Over flat, horizontally homogeneous terrain, a number of aspects of turbulent transport are fairly well understood. Under these idealized conditions, scaling laws relating turbulent transport to gradients of mean quantities (e.g. wind speed or temperature) collapse to a set of universal curves as a function of atmospheric stability. These scaling laws serve as the basis for interpreting experimental measurements and modeling turbulent transport in weather, climate, and hydrological prediction models.

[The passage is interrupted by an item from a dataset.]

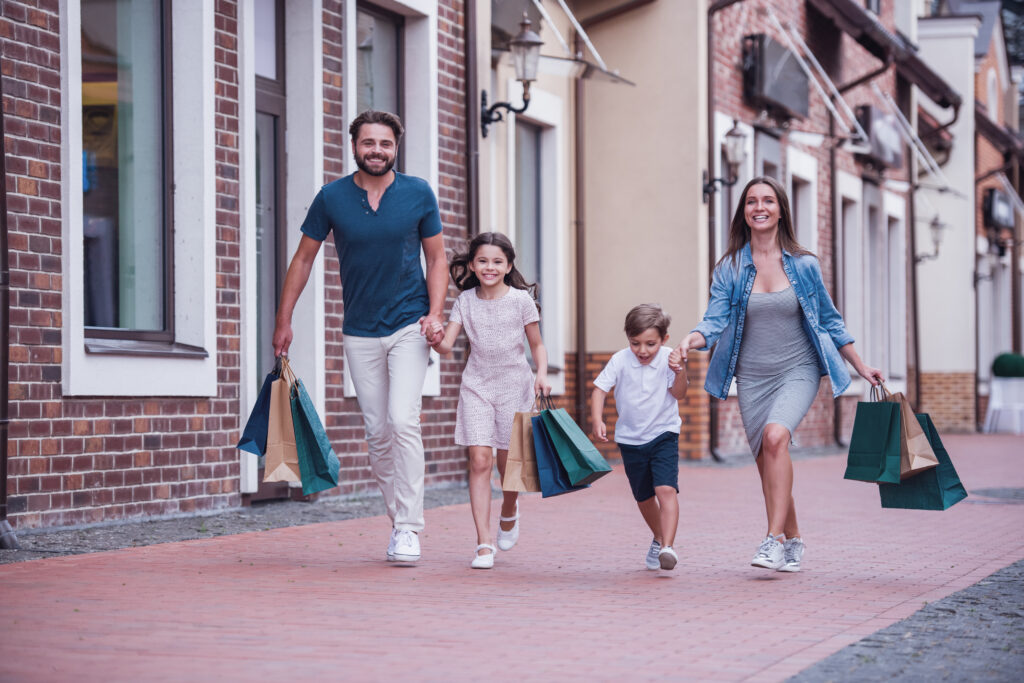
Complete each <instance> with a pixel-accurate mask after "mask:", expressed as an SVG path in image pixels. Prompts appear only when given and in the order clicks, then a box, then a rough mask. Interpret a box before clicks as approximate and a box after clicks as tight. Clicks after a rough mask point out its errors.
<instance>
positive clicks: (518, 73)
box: [480, 12, 544, 137]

However, over complex terrain (e.g. urban areas, complex surface topography, land cover variability, or sloping surfaces) the underlying assumptions in these classical scaling laws break down. Consequently, there is a need to both understand the basic physics of ABLs in complex terrain and to develop parameterizations for use in weather, climate, and hydrological models. We investigate these questions using both observational data and numerical simulations. Current areas of emphasis include turbulent transport in realistic urban areas and over complex surface topography. More broadly, we are interested in understanding the basic physics of turbulence transport in complex terrain, developing new scaling laws for these flows, improving the fidelity of numerical simulations, and developing parameterizations suitable for use in larger-scale models.

Large Eddy Simulations

While ground-truth observations will always play a critical role in advancing our understanding of atmospheric turbulence, in situ measurements are typically taken at only a few locations in many experiments and therefore cannot fully characterize the spatial variability that occurs in real atmospheric boundary layers. A promising approach for studying these flows is large eddy simulation (LES), a computational technique where the largest turbulent motions (responsible for a large fraction of the transport) are resolved explicitly, and the effects of the smaller scales are modeled.

We use large eddy simulation to investigate the physics of idealized ABLs such as the nocturnal stable boundary layer or daytime convective boundary layer over flat, horizontally homogeneous terrain. We also are able to perform simulations of more complex ABLs, such as those over complex topography or urban areas, by using simulations that are able to represent the effects of complex topography on the ABL. Furthermore, we also work on representing additional physics in large eddy simulation in order to perform accurate, physically-based simulations of more complex ABLs. Recent work has focused on developing a model for heavy particle and passive scalar transport over complex surfaces, relevant for aeolian processes, snow transport, and urban air quality.

Particle-Laden Flows

Another line of research we pursue is particle-laden flows in the atmosphere. Heavy particles of interest in the atmosphere include dust and sand, snow, biological particles (such as pollen, seeds, and spores), as well as cloud droplets and hydrometeors. The behavior of heavy particles differs significantly from the transport of trace gases due to gravitational settling and inertia, which leads to relative velocities between the particles and the fluid. A number of studies over the past several decades have revealed that heavy particles in a turbulent flow exhibit preferential concentration, that is, they tend to cluster in low vorticity regions, thereby increasing both particle collisions and aggregation.

In our current research, we are studying the deposition of heavy particles over complex topography, relevant for snow transport and aeolian processes in the atmospheric surface layer. We are developing new numerical techniques to study these problems using LES. More broadly, we are interested in the fluid dynamics of particle-laden flows and their implications for problems of relevance for ecology, human health, hydrology, and cloud processes.